I regolamenti finanziari e Brexit stanno spingendo i club di Premier League a investire in giocatori giovanissimi, e per certi versi non è una buona notizia

di Redazione Undici 18 Ottobre 2025 alle 18:02

Da anni ormai la Premier League è la regina del mercato. Ogni sessione diventa un record di spesa, viaggiando oltre il miliardo di euro complessivo di spesa. Una parte considerevole viene investita nei giovani. Idea nobile e visionaria, se fosse legata solo a un discorso rinnovamento. Come ha spiegato il giornale inglese The Guardian, però, dietro c’è tanto altro.

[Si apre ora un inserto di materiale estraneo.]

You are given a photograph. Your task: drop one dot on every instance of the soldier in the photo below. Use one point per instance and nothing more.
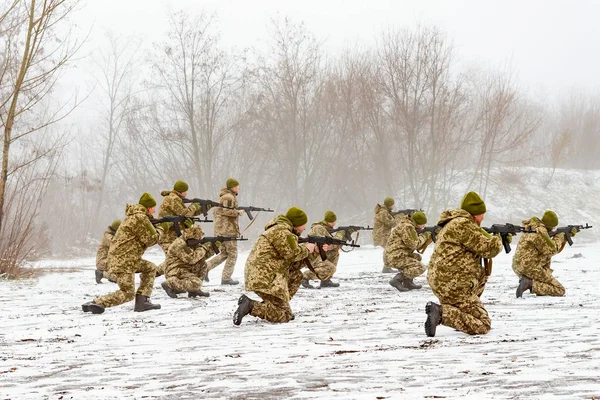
(401, 254)
(186, 266)
(324, 268)
(102, 254)
(273, 269)
(226, 224)
(382, 227)
(136, 233)
(173, 205)
(534, 252)
(456, 275)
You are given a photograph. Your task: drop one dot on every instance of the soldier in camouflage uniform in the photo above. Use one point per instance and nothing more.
(227, 224)
(534, 252)
(102, 254)
(273, 269)
(173, 205)
(326, 268)
(135, 234)
(401, 248)
(382, 227)
(186, 265)
(456, 274)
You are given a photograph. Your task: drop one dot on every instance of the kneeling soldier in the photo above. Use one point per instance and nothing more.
(185, 265)
(400, 251)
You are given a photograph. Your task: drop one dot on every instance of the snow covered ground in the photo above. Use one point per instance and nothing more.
(362, 340)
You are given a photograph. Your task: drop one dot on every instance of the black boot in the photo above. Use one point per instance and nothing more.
(396, 282)
(409, 284)
(524, 284)
(306, 284)
(99, 276)
(143, 303)
(198, 293)
(170, 292)
(434, 318)
(245, 305)
(92, 307)
(328, 283)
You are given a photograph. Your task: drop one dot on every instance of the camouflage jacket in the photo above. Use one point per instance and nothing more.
(226, 219)
(102, 254)
(535, 250)
(461, 244)
(173, 205)
(182, 258)
(382, 225)
(403, 241)
(269, 262)
(135, 234)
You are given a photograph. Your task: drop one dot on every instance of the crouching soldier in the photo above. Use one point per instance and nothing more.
(273, 269)
(534, 252)
(456, 274)
(134, 236)
(400, 251)
(185, 265)
(102, 254)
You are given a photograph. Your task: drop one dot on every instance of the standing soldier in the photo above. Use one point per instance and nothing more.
(227, 224)
(328, 267)
(273, 269)
(456, 274)
(185, 265)
(401, 251)
(534, 253)
(173, 205)
(136, 233)
(102, 254)
(382, 227)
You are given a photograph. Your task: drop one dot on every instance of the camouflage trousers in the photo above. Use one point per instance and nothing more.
(464, 311)
(544, 283)
(273, 308)
(126, 280)
(325, 269)
(410, 266)
(228, 253)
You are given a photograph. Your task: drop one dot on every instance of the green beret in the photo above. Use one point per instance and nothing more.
(550, 219)
(232, 182)
(296, 216)
(181, 186)
(147, 200)
(419, 218)
(115, 225)
(473, 204)
(330, 216)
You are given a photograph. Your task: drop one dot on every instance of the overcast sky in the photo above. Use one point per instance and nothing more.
(553, 45)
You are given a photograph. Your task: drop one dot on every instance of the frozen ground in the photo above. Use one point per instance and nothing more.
(362, 340)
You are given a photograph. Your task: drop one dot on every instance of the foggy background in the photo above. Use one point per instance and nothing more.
(323, 105)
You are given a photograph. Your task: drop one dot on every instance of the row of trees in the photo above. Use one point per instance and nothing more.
(293, 124)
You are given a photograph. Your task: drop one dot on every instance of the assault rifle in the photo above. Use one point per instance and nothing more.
(431, 229)
(176, 220)
(250, 209)
(408, 211)
(213, 240)
(205, 205)
(504, 230)
(567, 231)
(347, 229)
(323, 240)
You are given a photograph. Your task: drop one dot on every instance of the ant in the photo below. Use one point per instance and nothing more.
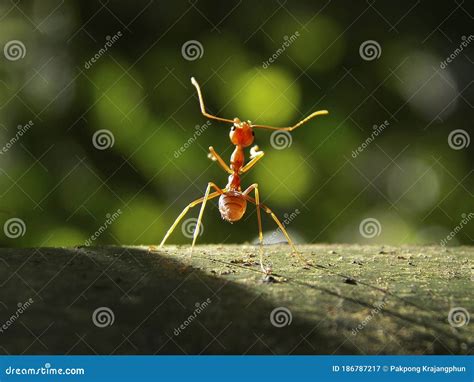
(232, 200)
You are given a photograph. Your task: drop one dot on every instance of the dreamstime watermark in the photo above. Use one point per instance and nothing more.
(111, 40)
(466, 218)
(192, 50)
(281, 140)
(110, 218)
(189, 226)
(370, 227)
(103, 316)
(14, 228)
(45, 370)
(458, 317)
(287, 42)
(14, 50)
(200, 307)
(459, 139)
(370, 50)
(373, 312)
(199, 130)
(22, 129)
(288, 218)
(377, 130)
(280, 317)
(22, 307)
(466, 40)
(103, 139)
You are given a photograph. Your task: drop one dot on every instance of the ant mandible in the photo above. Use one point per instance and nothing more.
(232, 200)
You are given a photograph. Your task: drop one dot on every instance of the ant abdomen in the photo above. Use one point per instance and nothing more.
(232, 206)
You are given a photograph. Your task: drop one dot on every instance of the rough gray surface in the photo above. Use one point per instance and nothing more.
(399, 298)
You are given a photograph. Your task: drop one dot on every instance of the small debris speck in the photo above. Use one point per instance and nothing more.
(349, 280)
(269, 279)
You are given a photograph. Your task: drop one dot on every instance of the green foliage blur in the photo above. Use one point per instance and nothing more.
(408, 178)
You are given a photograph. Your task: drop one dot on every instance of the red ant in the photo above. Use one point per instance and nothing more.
(232, 200)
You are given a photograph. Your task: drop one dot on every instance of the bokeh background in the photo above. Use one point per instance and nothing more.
(414, 180)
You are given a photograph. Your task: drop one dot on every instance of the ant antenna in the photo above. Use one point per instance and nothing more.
(311, 116)
(203, 108)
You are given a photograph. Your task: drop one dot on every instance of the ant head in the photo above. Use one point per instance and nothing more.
(241, 133)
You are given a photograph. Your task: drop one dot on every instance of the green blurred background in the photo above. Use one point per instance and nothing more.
(409, 178)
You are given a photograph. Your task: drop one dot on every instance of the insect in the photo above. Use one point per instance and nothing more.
(232, 200)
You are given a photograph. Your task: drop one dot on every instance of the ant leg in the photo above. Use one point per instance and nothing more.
(201, 212)
(181, 215)
(254, 187)
(311, 116)
(203, 108)
(255, 156)
(216, 157)
(282, 228)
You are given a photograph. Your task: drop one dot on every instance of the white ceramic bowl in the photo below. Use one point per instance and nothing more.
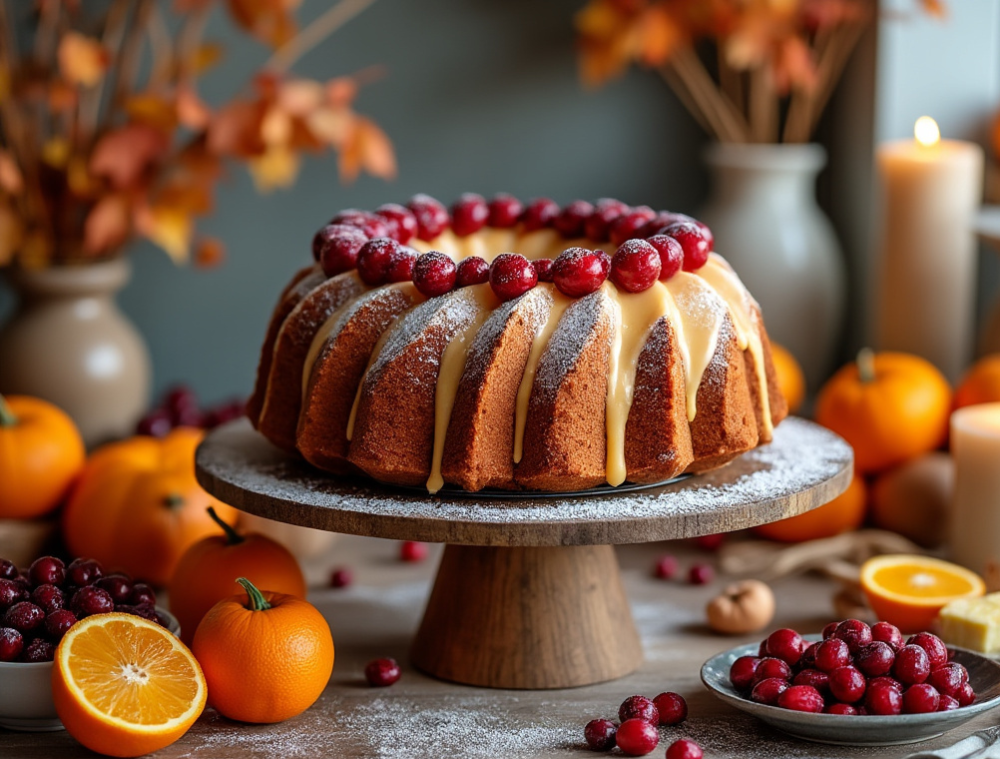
(26, 692)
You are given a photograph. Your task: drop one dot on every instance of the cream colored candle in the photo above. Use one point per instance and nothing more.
(975, 514)
(931, 190)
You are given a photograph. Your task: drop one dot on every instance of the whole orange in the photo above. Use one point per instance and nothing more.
(266, 656)
(204, 575)
(791, 380)
(891, 407)
(844, 513)
(41, 454)
(981, 384)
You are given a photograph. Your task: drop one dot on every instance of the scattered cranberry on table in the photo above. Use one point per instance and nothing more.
(381, 673)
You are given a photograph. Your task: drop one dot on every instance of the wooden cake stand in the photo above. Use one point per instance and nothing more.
(528, 593)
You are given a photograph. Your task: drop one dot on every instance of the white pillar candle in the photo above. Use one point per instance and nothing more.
(975, 515)
(930, 192)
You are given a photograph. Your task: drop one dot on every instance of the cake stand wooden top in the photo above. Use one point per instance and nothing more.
(804, 467)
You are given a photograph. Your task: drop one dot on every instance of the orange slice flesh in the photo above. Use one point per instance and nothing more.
(124, 686)
(909, 591)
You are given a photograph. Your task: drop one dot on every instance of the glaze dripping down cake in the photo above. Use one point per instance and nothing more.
(503, 346)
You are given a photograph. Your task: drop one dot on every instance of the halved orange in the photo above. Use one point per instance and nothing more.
(124, 686)
(909, 590)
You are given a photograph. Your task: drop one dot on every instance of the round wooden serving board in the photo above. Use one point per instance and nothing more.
(528, 593)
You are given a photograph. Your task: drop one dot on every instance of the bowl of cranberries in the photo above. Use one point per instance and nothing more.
(37, 606)
(855, 684)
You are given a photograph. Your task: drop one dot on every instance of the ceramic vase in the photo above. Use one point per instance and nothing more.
(767, 224)
(68, 343)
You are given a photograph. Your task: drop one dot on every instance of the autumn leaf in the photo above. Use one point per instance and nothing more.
(82, 60)
(107, 225)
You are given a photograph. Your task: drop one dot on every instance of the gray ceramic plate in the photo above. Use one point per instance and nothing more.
(984, 674)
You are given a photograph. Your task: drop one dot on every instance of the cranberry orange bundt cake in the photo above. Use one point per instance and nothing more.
(503, 346)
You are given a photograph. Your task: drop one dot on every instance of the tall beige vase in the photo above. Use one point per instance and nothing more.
(68, 343)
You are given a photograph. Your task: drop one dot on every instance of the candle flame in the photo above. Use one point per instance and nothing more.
(926, 131)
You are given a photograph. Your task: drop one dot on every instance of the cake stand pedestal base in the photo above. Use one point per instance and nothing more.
(528, 617)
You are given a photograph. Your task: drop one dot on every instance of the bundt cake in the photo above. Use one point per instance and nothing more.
(512, 347)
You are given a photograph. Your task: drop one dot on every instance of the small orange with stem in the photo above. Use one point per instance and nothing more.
(266, 656)
(204, 574)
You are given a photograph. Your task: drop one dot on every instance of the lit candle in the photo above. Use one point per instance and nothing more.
(975, 513)
(931, 190)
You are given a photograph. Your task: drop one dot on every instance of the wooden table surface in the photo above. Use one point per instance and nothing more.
(420, 717)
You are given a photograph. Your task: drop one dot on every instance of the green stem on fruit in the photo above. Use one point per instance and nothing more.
(7, 418)
(257, 600)
(866, 365)
(233, 538)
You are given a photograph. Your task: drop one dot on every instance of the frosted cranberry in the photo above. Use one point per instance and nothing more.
(432, 216)
(625, 226)
(855, 633)
(947, 704)
(570, 221)
(401, 264)
(11, 644)
(540, 214)
(801, 698)
(937, 652)
(374, 260)
(831, 654)
(48, 570)
(412, 551)
(912, 665)
(543, 269)
(10, 593)
(838, 708)
(881, 698)
(767, 691)
(434, 274)
(341, 577)
(37, 651)
(505, 211)
(511, 276)
(142, 594)
(637, 737)
(91, 600)
(888, 633)
(600, 734)
(741, 674)
(695, 240)
(818, 680)
(472, 271)
(597, 227)
(635, 266)
(48, 597)
(684, 749)
(875, 659)
(785, 644)
(25, 617)
(577, 272)
(700, 574)
(965, 695)
(921, 698)
(672, 708)
(469, 214)
(671, 255)
(401, 220)
(770, 667)
(382, 672)
(119, 586)
(847, 684)
(666, 567)
(58, 622)
(639, 707)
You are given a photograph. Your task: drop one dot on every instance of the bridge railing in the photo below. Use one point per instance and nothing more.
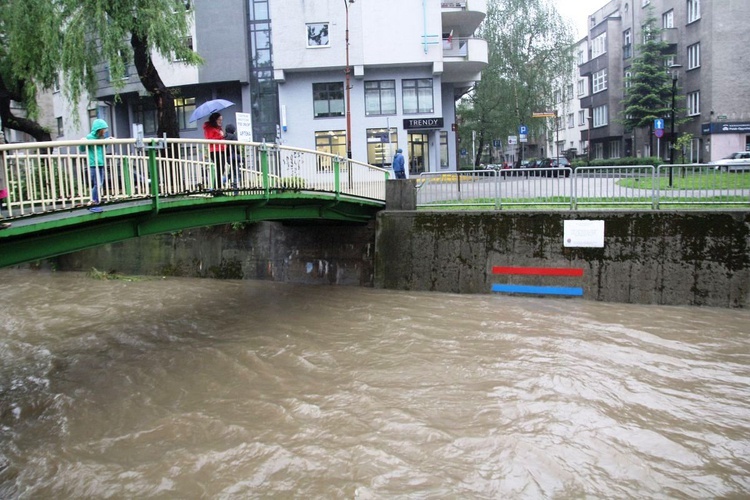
(632, 186)
(51, 176)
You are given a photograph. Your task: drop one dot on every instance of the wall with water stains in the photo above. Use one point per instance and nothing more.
(312, 253)
(675, 258)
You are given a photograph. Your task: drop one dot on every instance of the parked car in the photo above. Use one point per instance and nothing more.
(735, 162)
(531, 163)
(556, 162)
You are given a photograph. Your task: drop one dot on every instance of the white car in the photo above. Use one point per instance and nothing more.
(735, 162)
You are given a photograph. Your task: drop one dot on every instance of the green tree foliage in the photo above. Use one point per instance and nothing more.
(530, 51)
(43, 40)
(649, 88)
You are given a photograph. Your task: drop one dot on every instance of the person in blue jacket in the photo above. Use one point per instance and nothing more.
(398, 164)
(96, 158)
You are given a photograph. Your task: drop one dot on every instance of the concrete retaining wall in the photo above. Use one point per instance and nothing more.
(310, 254)
(673, 258)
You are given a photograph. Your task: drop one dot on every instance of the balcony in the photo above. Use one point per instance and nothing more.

Durante un recente incontro tra i direttori sportivi della Premier League, il tema delle accademy e delle cifre investite sui teenager “fatti in casa” ha acceso il dibattito. Secondo diversi addetti ai lavori, la corsa ai migliori quattordicenni ha raggiunto livelli mai visti. Per anni il Chelsea è stato l’emblema dell’aggressività sul fronte dei vivai, investendo cifre importanti sui migliori ragazzi in circolazione. Poi è arrivato il Manchester City, portando il fenomeno a un altro livello. «Si fa letteralmente stockpiling, si accumulano giocatori – racconta al quotidiano una fonte del settore – una volta se Chelsea o City volevano il tuo assistito, significava che avevi vinto alla lotteria. Ora però anche altri club lo fanno. Il mercato è impazzito».

Due le cause principali: Brexit e le regole di sostenibilità finanziaria (PSR). L’uscita del Regno Unito dall’UE ha vietato l’ingaggio di giocatori europei under 18, facendo salire il valore dei giovani inglesi. Allo stesso tempo, le norme contabili della Premier considerano “profitto puro” le plusvalenze sui prodotti del vivaio, spingendo i club a investire presto su talenti che un domani potranno essere rivenduti a cifre milionarie. Gli esempi non mancano. L’Aston Villa ha pagato circa un milione di sterline per il 17enne scozzese Fletcher Boyd. Il Manchester City ha sborsato 450 mila sterline per il 14enne William Stanley-Jones del Burnley. Il Manchester United ha investito fino a un milione per il 16enne Harley Emsden-James del Southampton. Persino il piccolo Cambridge United ha ceduto Daniel Nneji, 16 anni, al Brighton per una cifra record per il club.

Altri club, come il Liverpool, sono più prudenti. I campioni d’Inghilterra hanno fatto scalpore strappando Rio Ngumoha al Chelsea, ma avrebbero convinto il ragazzo offrendo una chiara prospettiva di prima squadra. Tuttavia, anche ad Anfield non mancano le perdite: il 16enne Isaac Moran è volato al Newcastle. Per le società di fascia medio-bassa è una battaglia impari. Difendere i propri ragazzi dagli assalti delle big è sempre più complicato, e la domanda resta aperta: è giusto che un giovane lasci il proprio club a 15 anni? «Cerchiamo di fargli capire che restare può essere meglio per la loro crescita – spiega un dirigente. “Ma diventa sempre più difficile».

Molti addetti ai lavori sostengono che la Brexit abbia ridotto il livello complessivo del calcio giovanile inglese. Non potendo più reclutare talenti stranieri, le accademie si rivolgono ora al mercato interno, includendo Scozia e Irlanda del Nord. A preoccupare è anche il boom di stipendi per ragazzi sempre più giovani. «Ci sono sedicenni che guadagnano 8.000 sterline a settimana, e raddoppiano in pochi mesi – rivela un agente – molti si perdono: se non sfondi entro i 19 anni, finisci in League One». Le famiglie, spesso in difficoltà economica, non resistono alla tentazione. Nonostante le critiche, nessuno crede che la situazione possa cambiare. «Bloccare i trasferimenti fino ai 18 anni? Impossibile – ammette un dirigente – Si può cercare di punire i contatti illegali, ma come con gli autovelox: tutti rallentano solo quando li vedono». Intanto, il flusso di denaro continua a scorrere. I talenti si moltiplicano, ma solo pochi diventano campioni. Come Nico O’Reilly, uno dei pochi a essersi imposto nel Manchester City. Gli altri, nella corsa all’oro dei vivai inglesi, rischiano di perdersi lungo la strada e di non vedere mai la Premier League.